Once you start seeing complex adaptive systems – and it’s like a new pair of eyes – you start seeing them everywhere. You have those eyes because you’re seeing them in many different fields under many different names.
That’s why I find amazing about complex adaptive systems: whatever the input is, whether it’s been identified and tracked or randomness (can’t be identified and tracked to its source or it can’t be predicted ahead of time), the systems nevertheless incorporate this new data and make changes based upon this new information but not tied to the new information, as the very systems themselves have their own rules they follow which generate patterns.
Sadly, people who do not understand complex adaptive systems often impose an extra “order” on the generated patterns, using the effects to attempt to deduce a direct cause.
While this can work up to a point (think of classical mechanics: it works very well *most* of the time), it can’t account for everything, but it *is* possible to re-write classical systems as complex adaptive systems adding the necessary flexibility to incorporate not only classical systems but also novel patterns that do not follow the previously deduced order.
yes! But even more successfully than GR + QM because these complex adaptive systems operate on scales that we humans are capable of measuring using our tools.
What makes GR and QM especially difficult is so much of it lives in the world of pure mathematics which has its own set of limitations and assumptions.
But when it comes to studying, say, the behavior of ant colonies, or the behavior of bacteria colonies, or the activities of neurons acting “in concert” upon the emergence of thought, these things _are_ trackable and can be measured.
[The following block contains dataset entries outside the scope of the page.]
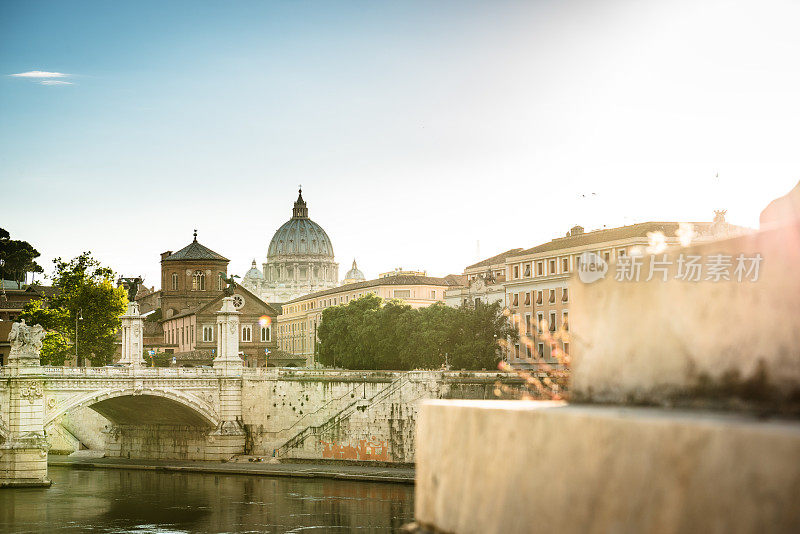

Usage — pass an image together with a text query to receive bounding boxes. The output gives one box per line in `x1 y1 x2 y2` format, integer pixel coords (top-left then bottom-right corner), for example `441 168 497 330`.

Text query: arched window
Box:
192 271 206 291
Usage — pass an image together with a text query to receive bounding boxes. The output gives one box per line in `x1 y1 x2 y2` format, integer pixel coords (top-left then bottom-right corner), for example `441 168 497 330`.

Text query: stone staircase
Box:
275 374 409 458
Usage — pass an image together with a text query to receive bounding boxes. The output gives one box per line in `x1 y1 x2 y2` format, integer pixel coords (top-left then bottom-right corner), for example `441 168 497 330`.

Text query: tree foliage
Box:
20 252 127 365
0 228 44 282
317 294 519 370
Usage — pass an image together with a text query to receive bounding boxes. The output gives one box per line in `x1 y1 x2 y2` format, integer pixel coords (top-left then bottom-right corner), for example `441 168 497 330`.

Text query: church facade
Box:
241 189 339 303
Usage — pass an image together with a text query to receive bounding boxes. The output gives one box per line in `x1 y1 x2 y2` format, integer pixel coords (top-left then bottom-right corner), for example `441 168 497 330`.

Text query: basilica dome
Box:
342 259 366 284
244 260 264 280
267 190 333 260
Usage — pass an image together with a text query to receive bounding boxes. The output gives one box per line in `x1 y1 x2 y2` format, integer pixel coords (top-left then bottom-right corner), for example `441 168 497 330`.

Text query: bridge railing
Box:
36 366 216 378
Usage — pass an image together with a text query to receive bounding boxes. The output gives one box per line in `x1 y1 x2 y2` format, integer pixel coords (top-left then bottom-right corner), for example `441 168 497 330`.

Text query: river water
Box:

I find this very powerful indeed.
I don’t know what kind of computer you have, but if you ever want to do some experiments on your computer with some basic complex adaptive systems, https://ccl.northwestern.edu/netlogo/ is a surprisingly easy to use and powerful tool for basic modeling.
I was obsessed with it back in April 2017 and made a few videos. This one is on segregation. Complex adaptive systems works not only in the theoretical but the practical.
Another one I made. I’m not good at describing things but when I get excited about a topic (and complex adaptive systems grabs my interest about once or twice a year) I dive deep into it and always learn something new each time)
Some synonyms: You can substitute “rules” for “feedback loops” – because a rule is a feedback loop. You can also substitute “programming” or perhaps “responsive programming”.
An extremely simple feedback loop is an “if/then” loop or a “Do loop” in programming. A Do loop is a rule. A do loop is a feedback loop.
Complex systems can also be called “massively parallel”, equivalent to parallel processing in computing. Instead of a single decision, you’re now measuring the decisions of hundreds or thousands or millions of overlapping decisions being made, some simultaneously, some at different times or different speeds, both somewhat independently of each other but also passing messages or otherwise influenced by the others in the set.